Trump’s chief of staff: U.S. ‘not going to control’ pandemic

By Bailey Aldridge

The Raleigh News Observer

White House Chief of Staff Mark Meadows said during an interview with CNN on Sunday that the United States is “not going to control the pandemic.”

When asked why by CNN’s Jake Tapper, Meadows responded: “Because it is a contagious virus.”

Meadows said the country is “making efforts to contain it.”

“What we need to do is make sure that we have the proper mitigation factors, whether it’s therapies or vaccines or treatments to make sure that people don’t die from this,” Meadows said, according to CNN.

President Donald Trump and his administration have been saying a coronavirus vaccine will be available soon. During Thursday’s presidential debate, Trump said the vaccine will be ready “within weeks,” but health experts say that’s unlikely, McClatchy News reports.

Trump has also touted therapeutics — such as regeneron and remdesivir — that doctors say he was given when he was hospitalized with the virus.

The U.S. Food and Drug Administration on Thursday approved the antiviral drug remdesivir for the treatment of hospitalized coronavirus patients. It’s the first to receive such approval for COVID-19 treatment.

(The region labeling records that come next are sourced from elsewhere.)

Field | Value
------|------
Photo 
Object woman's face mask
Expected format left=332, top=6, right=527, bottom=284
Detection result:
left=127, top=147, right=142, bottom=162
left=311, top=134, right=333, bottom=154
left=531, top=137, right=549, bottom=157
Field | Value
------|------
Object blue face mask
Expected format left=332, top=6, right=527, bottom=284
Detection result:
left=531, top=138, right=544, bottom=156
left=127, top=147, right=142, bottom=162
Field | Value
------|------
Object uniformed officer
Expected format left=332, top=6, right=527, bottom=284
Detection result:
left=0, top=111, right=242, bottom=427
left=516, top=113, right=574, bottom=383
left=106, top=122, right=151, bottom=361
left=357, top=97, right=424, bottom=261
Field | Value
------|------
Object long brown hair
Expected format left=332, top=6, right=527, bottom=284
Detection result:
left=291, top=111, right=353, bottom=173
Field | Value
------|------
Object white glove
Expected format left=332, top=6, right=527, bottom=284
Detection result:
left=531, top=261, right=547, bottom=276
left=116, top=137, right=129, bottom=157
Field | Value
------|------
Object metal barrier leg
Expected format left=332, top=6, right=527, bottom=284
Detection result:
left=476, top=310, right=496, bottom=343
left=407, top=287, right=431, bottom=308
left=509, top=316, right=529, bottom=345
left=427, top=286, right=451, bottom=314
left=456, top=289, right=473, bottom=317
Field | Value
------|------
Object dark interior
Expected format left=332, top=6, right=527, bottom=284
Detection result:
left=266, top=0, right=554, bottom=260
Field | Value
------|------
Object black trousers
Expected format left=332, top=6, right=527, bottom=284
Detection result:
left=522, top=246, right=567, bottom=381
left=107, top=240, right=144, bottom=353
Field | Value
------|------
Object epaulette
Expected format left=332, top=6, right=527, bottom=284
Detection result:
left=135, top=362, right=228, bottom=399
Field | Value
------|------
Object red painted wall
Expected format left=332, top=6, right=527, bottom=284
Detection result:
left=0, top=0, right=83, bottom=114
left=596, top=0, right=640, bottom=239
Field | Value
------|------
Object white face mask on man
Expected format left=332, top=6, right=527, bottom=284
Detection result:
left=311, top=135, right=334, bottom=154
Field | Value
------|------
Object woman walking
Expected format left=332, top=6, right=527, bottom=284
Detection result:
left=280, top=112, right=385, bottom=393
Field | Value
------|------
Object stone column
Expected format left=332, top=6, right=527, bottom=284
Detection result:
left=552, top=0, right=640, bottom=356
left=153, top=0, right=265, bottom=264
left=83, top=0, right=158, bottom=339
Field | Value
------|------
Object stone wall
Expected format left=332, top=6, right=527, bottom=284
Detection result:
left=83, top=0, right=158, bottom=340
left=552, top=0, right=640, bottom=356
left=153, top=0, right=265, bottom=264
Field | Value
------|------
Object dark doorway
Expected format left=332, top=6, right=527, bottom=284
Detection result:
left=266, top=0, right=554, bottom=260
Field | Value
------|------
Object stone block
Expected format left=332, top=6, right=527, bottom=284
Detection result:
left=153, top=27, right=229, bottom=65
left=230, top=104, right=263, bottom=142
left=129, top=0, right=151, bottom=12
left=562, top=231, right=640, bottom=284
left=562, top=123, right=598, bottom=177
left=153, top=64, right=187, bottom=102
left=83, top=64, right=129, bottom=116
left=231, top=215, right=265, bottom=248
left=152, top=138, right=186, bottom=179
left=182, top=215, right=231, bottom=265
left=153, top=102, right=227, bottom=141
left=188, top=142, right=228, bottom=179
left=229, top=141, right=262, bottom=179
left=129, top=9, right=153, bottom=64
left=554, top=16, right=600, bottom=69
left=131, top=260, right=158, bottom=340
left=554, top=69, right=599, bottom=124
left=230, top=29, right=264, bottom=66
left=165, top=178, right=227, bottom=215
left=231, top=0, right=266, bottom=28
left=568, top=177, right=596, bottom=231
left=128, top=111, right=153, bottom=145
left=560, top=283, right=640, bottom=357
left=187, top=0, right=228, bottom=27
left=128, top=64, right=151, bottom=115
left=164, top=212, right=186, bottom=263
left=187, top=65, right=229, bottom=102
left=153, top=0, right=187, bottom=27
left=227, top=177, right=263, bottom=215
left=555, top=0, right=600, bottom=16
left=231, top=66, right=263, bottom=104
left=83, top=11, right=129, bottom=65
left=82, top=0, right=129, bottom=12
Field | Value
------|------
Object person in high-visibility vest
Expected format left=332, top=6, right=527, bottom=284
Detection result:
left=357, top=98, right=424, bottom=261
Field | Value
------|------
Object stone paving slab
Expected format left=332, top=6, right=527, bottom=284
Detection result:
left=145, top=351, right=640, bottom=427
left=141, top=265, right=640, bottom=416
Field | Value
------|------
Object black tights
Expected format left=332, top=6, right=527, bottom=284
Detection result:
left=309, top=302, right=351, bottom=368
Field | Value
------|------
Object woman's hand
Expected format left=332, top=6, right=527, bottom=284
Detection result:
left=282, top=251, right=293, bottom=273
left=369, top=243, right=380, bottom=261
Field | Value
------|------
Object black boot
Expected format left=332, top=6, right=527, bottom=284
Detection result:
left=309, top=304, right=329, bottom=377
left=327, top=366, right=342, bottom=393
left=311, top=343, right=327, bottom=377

Regeneron has submitted an application with the FDA for an emergency use authorization, McClatchy reports.

Meadows’ comments come as the U.S. reported a record number of daily cases Friday.

The country recorded more than 83,000 new cases Friday, according to Johns Hopkins University — the most since the pandemic began in March.

More than 8.5 million in the U.S. have contracted the virus and more than 224,000 have died, Johns Hopkins data show.

Trump has repeatedly said without evidence that the U.S. is nearing the end of the pandemic — including during the debate when he said “we are rounding the turn.”

But health experts have said the change in seasons could worsen the situation.

“The winter is going to be long and hard,” Brooke Nichols, infectious-disease mathematical modeler at Boston University, told PolitiFact. “I do worry about the path of the current metrics.”